Are you a condominium homeowner? What about a collective garage where you own one of the units? Or what about a storeroom that is situated similarly? In any of these instances, the legal concept of strata title ownership comes into play.
You might recognize strata title as a type of ownership of property, established purposely to relate to communal living areas. Since “strata” relates to apartments on different levels, the term in itself is descriptive.
Strata title was first created in a state in Australia way back in 1961. Since then, it has been adopted into law by other countries like Canada (British Columbia), Singapore, South Africa, Indonesia, Malaysia, Fiji, the Philippines, India and Dubai. Separate apartments in larger building complexes are the main things involved in strata title. It is especially efficient in dealing with such conditions in countries that have concerns with overcrowding.
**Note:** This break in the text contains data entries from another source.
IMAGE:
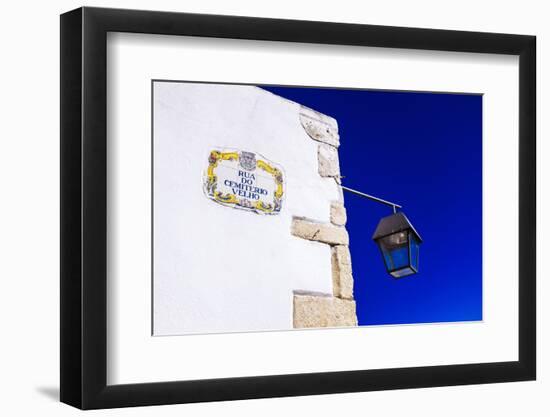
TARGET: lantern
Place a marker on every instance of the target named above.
(399, 244)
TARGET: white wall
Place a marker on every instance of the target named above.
(254, 262)
(29, 210)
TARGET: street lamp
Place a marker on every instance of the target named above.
(396, 238)
(399, 244)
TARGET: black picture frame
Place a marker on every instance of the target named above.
(84, 207)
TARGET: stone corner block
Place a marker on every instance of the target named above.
(329, 164)
(320, 232)
(312, 311)
(319, 127)
(338, 214)
(342, 276)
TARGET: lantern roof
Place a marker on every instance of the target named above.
(394, 223)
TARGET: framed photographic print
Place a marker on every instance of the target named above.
(257, 208)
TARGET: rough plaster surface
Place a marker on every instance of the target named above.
(217, 269)
(319, 311)
(321, 232)
(329, 164)
(319, 126)
(338, 215)
(342, 278)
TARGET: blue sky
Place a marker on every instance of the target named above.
(423, 151)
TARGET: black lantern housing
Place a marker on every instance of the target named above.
(399, 244)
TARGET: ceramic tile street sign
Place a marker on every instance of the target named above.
(244, 180)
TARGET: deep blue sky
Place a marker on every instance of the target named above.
(423, 151)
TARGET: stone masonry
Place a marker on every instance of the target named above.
(336, 309)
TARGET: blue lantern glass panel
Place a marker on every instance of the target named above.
(415, 251)
(395, 250)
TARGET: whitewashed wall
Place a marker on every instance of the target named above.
(217, 269)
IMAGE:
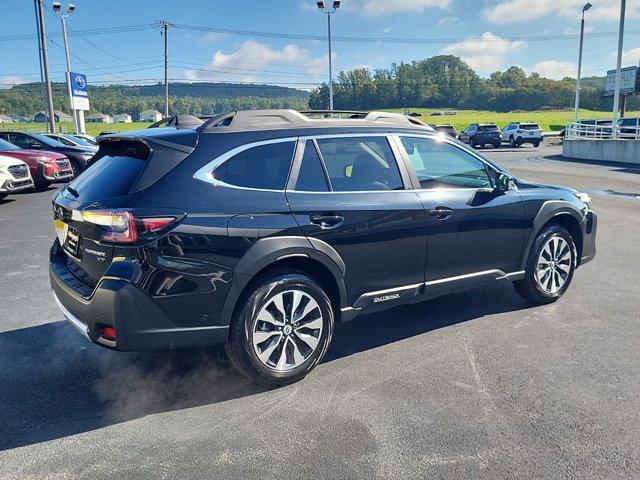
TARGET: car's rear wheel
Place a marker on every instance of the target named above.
(282, 330)
(550, 266)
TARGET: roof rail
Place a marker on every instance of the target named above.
(282, 119)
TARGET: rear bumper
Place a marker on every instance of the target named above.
(589, 227)
(139, 323)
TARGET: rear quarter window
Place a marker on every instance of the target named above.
(110, 176)
(264, 167)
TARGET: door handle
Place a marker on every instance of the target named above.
(327, 221)
(441, 213)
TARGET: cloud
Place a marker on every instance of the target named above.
(246, 63)
(484, 54)
(630, 57)
(509, 12)
(449, 21)
(554, 69)
(9, 81)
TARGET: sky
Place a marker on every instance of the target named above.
(283, 42)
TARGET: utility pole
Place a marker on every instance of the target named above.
(586, 7)
(616, 93)
(57, 10)
(165, 27)
(44, 90)
(45, 61)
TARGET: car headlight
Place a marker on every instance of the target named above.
(583, 197)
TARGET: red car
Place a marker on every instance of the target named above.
(46, 167)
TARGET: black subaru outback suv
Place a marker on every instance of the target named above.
(262, 229)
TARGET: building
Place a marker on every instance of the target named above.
(59, 116)
(99, 118)
(122, 118)
(150, 116)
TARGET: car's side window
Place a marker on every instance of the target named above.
(311, 177)
(439, 164)
(263, 166)
(357, 164)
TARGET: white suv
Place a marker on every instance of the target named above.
(14, 176)
(517, 133)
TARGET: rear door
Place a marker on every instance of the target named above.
(472, 227)
(350, 192)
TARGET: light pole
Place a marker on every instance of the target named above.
(324, 9)
(62, 15)
(586, 7)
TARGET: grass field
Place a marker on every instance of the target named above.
(549, 120)
(92, 128)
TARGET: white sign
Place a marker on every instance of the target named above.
(627, 81)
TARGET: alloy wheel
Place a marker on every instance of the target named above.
(287, 330)
(553, 266)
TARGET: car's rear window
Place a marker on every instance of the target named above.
(110, 176)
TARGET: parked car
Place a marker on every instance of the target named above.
(45, 167)
(629, 127)
(72, 140)
(518, 133)
(446, 129)
(481, 134)
(14, 176)
(78, 156)
(263, 229)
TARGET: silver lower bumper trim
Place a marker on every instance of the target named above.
(72, 319)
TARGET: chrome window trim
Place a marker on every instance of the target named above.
(205, 173)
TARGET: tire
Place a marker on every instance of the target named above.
(555, 248)
(259, 357)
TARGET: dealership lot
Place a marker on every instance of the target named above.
(478, 384)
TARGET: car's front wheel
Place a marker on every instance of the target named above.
(282, 330)
(550, 266)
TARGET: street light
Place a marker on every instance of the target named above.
(78, 116)
(324, 9)
(586, 7)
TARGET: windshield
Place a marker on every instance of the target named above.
(46, 140)
(79, 140)
(6, 146)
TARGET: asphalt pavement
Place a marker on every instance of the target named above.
(472, 385)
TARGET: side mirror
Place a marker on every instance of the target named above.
(505, 182)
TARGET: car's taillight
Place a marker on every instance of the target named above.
(119, 226)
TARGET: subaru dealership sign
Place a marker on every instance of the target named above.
(79, 91)
(628, 81)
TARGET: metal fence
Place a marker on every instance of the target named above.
(578, 130)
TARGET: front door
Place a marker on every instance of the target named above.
(351, 193)
(472, 227)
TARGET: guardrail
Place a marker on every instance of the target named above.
(582, 131)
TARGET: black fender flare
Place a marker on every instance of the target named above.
(267, 251)
(549, 210)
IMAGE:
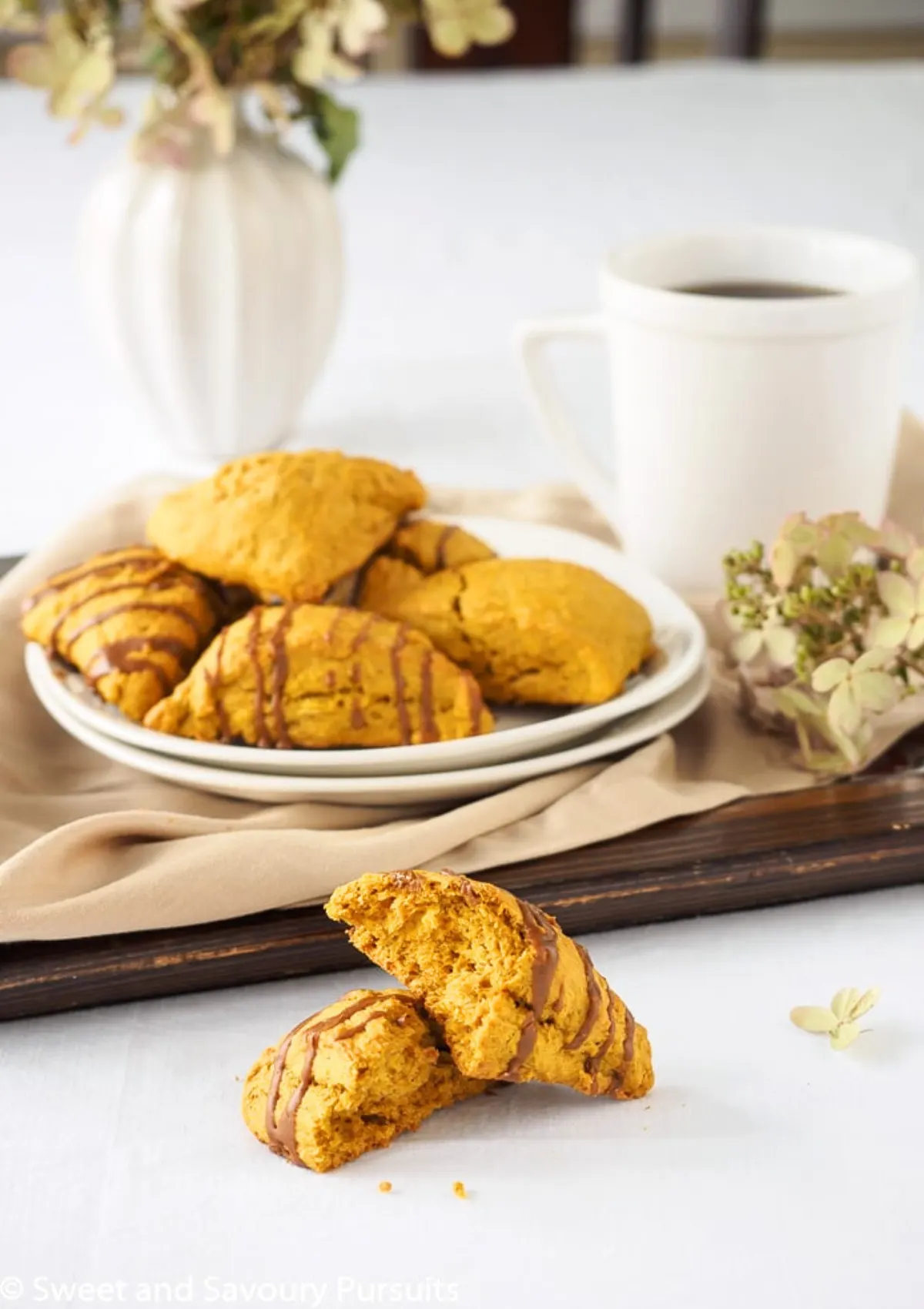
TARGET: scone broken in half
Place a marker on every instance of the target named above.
(531, 630)
(350, 1079)
(129, 619)
(314, 676)
(516, 998)
(288, 527)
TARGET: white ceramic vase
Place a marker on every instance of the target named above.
(216, 288)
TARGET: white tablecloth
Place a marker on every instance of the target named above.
(765, 1170)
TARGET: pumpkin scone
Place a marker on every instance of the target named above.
(288, 527)
(531, 630)
(385, 583)
(131, 621)
(350, 1079)
(516, 998)
(431, 546)
(316, 676)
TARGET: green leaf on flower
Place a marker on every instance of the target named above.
(338, 131)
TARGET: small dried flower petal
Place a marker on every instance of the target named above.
(813, 1017)
(843, 1002)
(830, 675)
(865, 1003)
(845, 1036)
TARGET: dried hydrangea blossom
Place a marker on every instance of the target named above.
(841, 1021)
(829, 626)
(205, 52)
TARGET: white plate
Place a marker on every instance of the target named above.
(520, 732)
(426, 788)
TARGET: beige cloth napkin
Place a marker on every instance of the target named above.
(89, 847)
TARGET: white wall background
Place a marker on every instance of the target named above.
(695, 16)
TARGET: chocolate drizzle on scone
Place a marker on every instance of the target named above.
(593, 1002)
(544, 939)
(280, 671)
(144, 574)
(443, 542)
(282, 1129)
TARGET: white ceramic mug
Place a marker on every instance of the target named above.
(732, 413)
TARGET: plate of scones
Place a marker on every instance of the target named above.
(299, 615)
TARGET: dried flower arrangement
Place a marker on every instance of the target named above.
(205, 52)
(829, 630)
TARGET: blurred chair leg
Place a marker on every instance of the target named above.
(634, 41)
(741, 29)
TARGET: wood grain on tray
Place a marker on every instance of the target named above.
(851, 837)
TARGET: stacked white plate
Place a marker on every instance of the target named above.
(525, 744)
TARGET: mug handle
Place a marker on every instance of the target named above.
(531, 338)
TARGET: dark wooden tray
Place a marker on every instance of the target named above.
(858, 835)
(852, 837)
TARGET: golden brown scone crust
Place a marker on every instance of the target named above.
(351, 1079)
(130, 619)
(316, 676)
(531, 630)
(430, 546)
(286, 525)
(517, 999)
(385, 583)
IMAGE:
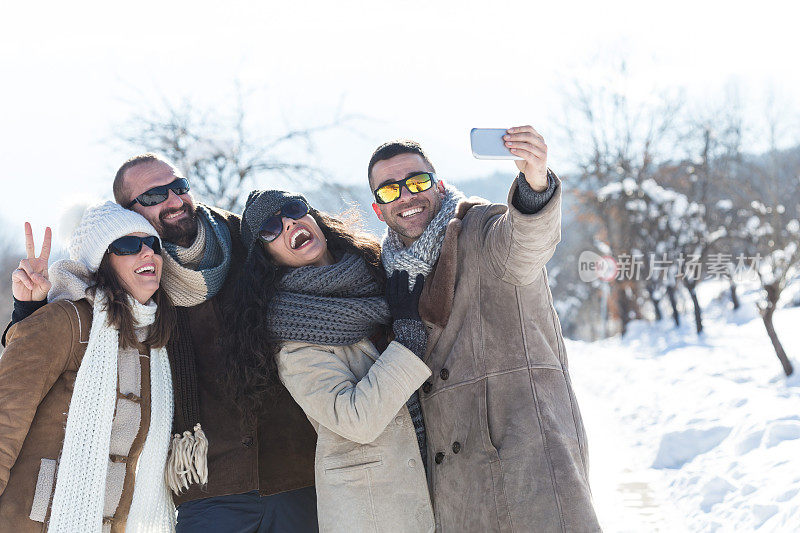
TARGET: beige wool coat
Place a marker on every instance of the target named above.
(506, 442)
(369, 473)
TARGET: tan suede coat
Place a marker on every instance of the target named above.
(37, 376)
(506, 444)
(369, 473)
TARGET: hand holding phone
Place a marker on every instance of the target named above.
(488, 143)
(523, 144)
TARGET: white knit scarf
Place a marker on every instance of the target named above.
(421, 256)
(81, 479)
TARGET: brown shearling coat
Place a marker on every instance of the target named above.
(37, 377)
(506, 443)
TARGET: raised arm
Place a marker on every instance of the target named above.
(38, 351)
(29, 282)
(518, 240)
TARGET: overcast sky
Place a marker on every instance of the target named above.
(430, 70)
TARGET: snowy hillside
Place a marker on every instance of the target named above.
(691, 433)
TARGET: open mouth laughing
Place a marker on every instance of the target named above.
(300, 238)
(147, 270)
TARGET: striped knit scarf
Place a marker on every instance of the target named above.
(421, 256)
(81, 479)
(195, 274)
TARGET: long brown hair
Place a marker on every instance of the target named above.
(251, 370)
(119, 311)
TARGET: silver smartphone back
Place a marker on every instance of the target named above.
(488, 143)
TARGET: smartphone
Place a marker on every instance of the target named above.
(488, 143)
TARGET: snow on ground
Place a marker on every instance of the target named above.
(694, 433)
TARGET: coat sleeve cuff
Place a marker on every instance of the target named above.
(22, 310)
(528, 201)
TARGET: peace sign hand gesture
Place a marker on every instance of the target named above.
(30, 281)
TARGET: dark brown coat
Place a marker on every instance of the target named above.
(275, 456)
(37, 377)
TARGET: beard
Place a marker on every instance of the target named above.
(182, 232)
(395, 221)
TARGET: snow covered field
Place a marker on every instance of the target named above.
(691, 433)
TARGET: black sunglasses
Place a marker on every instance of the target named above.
(273, 226)
(131, 245)
(159, 194)
(389, 192)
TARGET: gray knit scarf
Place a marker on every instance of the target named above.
(339, 304)
(195, 274)
(421, 256)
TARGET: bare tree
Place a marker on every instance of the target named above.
(223, 157)
(617, 136)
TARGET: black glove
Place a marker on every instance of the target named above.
(402, 302)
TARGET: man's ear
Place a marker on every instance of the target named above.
(377, 211)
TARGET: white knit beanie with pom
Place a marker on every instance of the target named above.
(99, 226)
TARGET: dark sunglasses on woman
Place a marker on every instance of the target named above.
(159, 194)
(273, 226)
(131, 245)
(389, 192)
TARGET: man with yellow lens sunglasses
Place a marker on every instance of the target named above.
(505, 441)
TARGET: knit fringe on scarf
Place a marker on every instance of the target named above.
(188, 460)
(81, 480)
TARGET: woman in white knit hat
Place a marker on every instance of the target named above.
(86, 389)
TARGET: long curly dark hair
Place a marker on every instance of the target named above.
(251, 369)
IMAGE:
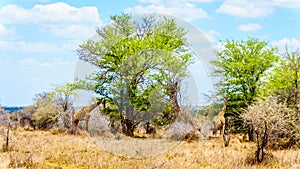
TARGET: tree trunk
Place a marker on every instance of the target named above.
(128, 127)
(250, 133)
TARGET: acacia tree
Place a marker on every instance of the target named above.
(140, 65)
(242, 65)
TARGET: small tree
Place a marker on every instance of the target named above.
(45, 115)
(271, 121)
(242, 66)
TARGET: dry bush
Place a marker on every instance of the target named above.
(41, 149)
(271, 122)
(21, 161)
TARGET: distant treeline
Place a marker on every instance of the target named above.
(12, 109)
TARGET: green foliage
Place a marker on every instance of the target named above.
(135, 60)
(242, 66)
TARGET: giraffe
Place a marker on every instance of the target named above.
(219, 120)
(84, 113)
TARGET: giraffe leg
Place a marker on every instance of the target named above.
(87, 118)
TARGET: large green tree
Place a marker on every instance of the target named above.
(242, 66)
(140, 65)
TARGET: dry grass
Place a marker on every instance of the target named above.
(41, 149)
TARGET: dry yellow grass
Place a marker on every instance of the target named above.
(42, 149)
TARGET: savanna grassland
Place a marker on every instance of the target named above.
(55, 150)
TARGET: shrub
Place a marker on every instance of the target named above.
(271, 122)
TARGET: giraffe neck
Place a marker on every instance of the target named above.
(223, 109)
(93, 106)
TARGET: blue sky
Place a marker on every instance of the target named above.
(38, 38)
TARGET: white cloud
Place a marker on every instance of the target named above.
(254, 8)
(292, 44)
(250, 27)
(5, 31)
(59, 18)
(74, 31)
(184, 10)
(50, 14)
(31, 76)
(34, 47)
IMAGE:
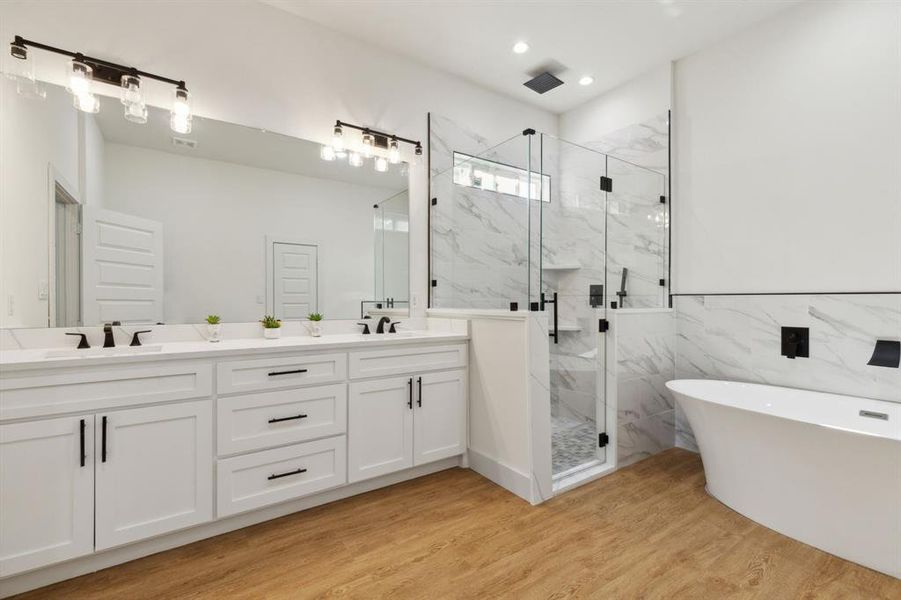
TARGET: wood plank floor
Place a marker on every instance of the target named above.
(647, 531)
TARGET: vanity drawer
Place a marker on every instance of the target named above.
(276, 373)
(272, 476)
(45, 392)
(268, 419)
(407, 359)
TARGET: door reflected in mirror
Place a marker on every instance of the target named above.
(106, 220)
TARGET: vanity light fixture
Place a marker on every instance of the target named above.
(383, 148)
(22, 72)
(84, 71)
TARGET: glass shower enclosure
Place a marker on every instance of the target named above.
(545, 224)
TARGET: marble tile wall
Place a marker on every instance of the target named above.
(644, 347)
(738, 338)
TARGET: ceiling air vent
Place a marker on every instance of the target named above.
(184, 143)
(542, 83)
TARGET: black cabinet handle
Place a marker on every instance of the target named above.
(276, 373)
(288, 474)
(103, 441)
(280, 419)
(83, 455)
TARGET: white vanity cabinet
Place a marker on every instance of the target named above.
(154, 471)
(400, 422)
(46, 492)
(99, 456)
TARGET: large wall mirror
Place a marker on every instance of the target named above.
(106, 220)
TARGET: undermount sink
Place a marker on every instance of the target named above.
(94, 352)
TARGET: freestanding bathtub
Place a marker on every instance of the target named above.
(821, 468)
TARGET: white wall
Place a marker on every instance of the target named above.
(216, 216)
(636, 101)
(788, 155)
(253, 64)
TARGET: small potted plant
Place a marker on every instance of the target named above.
(213, 327)
(314, 325)
(272, 327)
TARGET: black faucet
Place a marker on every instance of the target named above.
(108, 340)
(380, 328)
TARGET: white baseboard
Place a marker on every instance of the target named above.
(23, 582)
(505, 476)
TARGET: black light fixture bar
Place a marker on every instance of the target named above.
(377, 133)
(106, 71)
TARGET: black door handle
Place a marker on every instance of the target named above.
(83, 455)
(288, 474)
(280, 419)
(103, 441)
(275, 373)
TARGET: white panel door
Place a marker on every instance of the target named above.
(46, 492)
(154, 471)
(295, 280)
(122, 268)
(379, 427)
(439, 423)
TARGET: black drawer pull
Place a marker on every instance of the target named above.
(103, 442)
(275, 373)
(280, 419)
(288, 474)
(83, 455)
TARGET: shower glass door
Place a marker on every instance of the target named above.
(572, 267)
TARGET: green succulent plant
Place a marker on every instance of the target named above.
(270, 322)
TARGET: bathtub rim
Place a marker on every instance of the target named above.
(895, 436)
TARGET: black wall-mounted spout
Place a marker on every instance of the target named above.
(887, 353)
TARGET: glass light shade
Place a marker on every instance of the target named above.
(136, 113)
(79, 78)
(131, 90)
(393, 152)
(338, 139)
(180, 117)
(87, 102)
(327, 153)
(22, 65)
(368, 142)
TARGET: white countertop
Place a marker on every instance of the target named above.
(50, 357)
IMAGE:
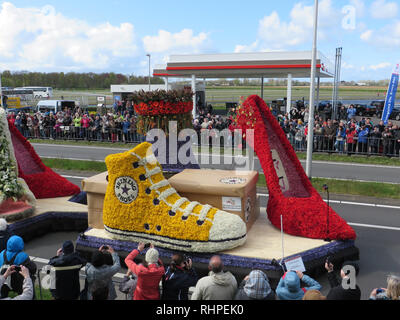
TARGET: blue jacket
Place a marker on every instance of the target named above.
(289, 286)
(351, 112)
(15, 247)
(363, 135)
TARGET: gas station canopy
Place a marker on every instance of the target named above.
(246, 65)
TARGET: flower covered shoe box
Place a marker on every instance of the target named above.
(95, 188)
(232, 191)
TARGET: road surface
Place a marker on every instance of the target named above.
(348, 171)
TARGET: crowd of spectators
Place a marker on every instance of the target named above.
(116, 125)
(149, 279)
(345, 135)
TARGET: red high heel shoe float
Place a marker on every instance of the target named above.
(291, 193)
(42, 181)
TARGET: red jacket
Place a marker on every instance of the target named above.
(149, 278)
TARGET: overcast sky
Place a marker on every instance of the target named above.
(116, 35)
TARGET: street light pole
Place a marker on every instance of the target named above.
(1, 94)
(148, 55)
(310, 140)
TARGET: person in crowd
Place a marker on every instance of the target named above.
(99, 274)
(313, 295)
(178, 278)
(99, 292)
(351, 139)
(363, 139)
(387, 137)
(14, 255)
(392, 292)
(338, 290)
(289, 286)
(329, 134)
(67, 264)
(351, 112)
(375, 140)
(149, 273)
(126, 125)
(27, 285)
(396, 140)
(128, 284)
(340, 138)
(218, 285)
(255, 286)
(77, 126)
(343, 113)
(4, 234)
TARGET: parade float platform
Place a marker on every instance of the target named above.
(51, 215)
(263, 246)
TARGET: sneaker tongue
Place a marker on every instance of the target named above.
(145, 151)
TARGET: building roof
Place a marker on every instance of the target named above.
(246, 65)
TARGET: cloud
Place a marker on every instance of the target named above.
(183, 42)
(243, 48)
(383, 65)
(40, 38)
(366, 35)
(387, 37)
(380, 9)
(359, 5)
(277, 33)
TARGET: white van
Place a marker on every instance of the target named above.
(54, 105)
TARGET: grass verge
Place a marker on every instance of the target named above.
(365, 189)
(75, 165)
(376, 160)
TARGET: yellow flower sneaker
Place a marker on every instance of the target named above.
(140, 205)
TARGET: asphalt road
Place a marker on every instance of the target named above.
(379, 246)
(348, 171)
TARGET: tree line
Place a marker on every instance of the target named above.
(72, 80)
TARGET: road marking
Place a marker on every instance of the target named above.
(264, 195)
(371, 226)
(354, 164)
(74, 177)
(79, 159)
(78, 147)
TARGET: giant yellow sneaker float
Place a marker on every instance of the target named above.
(140, 205)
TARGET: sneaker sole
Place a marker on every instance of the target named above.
(210, 246)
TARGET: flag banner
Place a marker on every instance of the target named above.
(391, 96)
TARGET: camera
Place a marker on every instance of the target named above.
(328, 260)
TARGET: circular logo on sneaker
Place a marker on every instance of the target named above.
(248, 210)
(126, 189)
(233, 180)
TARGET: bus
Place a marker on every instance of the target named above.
(40, 92)
(17, 99)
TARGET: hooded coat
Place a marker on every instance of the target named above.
(15, 247)
(148, 278)
(289, 286)
(216, 286)
(256, 287)
(67, 268)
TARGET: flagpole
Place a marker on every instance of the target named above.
(310, 140)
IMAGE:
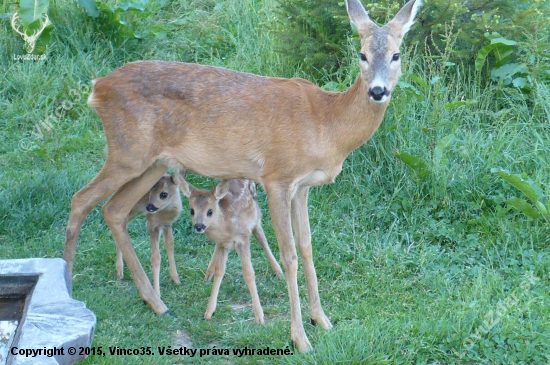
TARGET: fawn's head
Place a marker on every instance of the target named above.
(380, 61)
(162, 194)
(204, 204)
Methods that make use of strata title include two factors. Owned by one particular owner, the first is the individual property. You can usually find this consisting of an apartment, garage or a certain sort of stock room. Second is the model of communal property. Including common stairways, parking areas, driveways, roofs and yards, among other things, this element includes everything else situated on the property that is not included in the separate lot itself.
It also makes sense that conflicts amongst neighboring property owners are bound to happen at a certain point, because having a lot of people living together in such a compact little space is so common in many of the countries that employ a strata title scheme. The situation has been anticipated in numerous countries already, and action has been taken to respond to the needs of persons in similar conditions. Anticipating these issues in advance, three Australian jurisdictions have already developed procedures to resolve conflicts of this matter, for example. Every jurisdiction has a somewhat different method by which to resolve conflicts relating to neighboring property owners in communal living situations, but their ultimate objective remains similar. In case a jurisdiction does not have a conflict resolution system in place, the complainant must proceed straight to the Supreme Court. Conflicts of this nature can usually be costly and not time-effective and yet for a few, they continue the only alternative for recourse.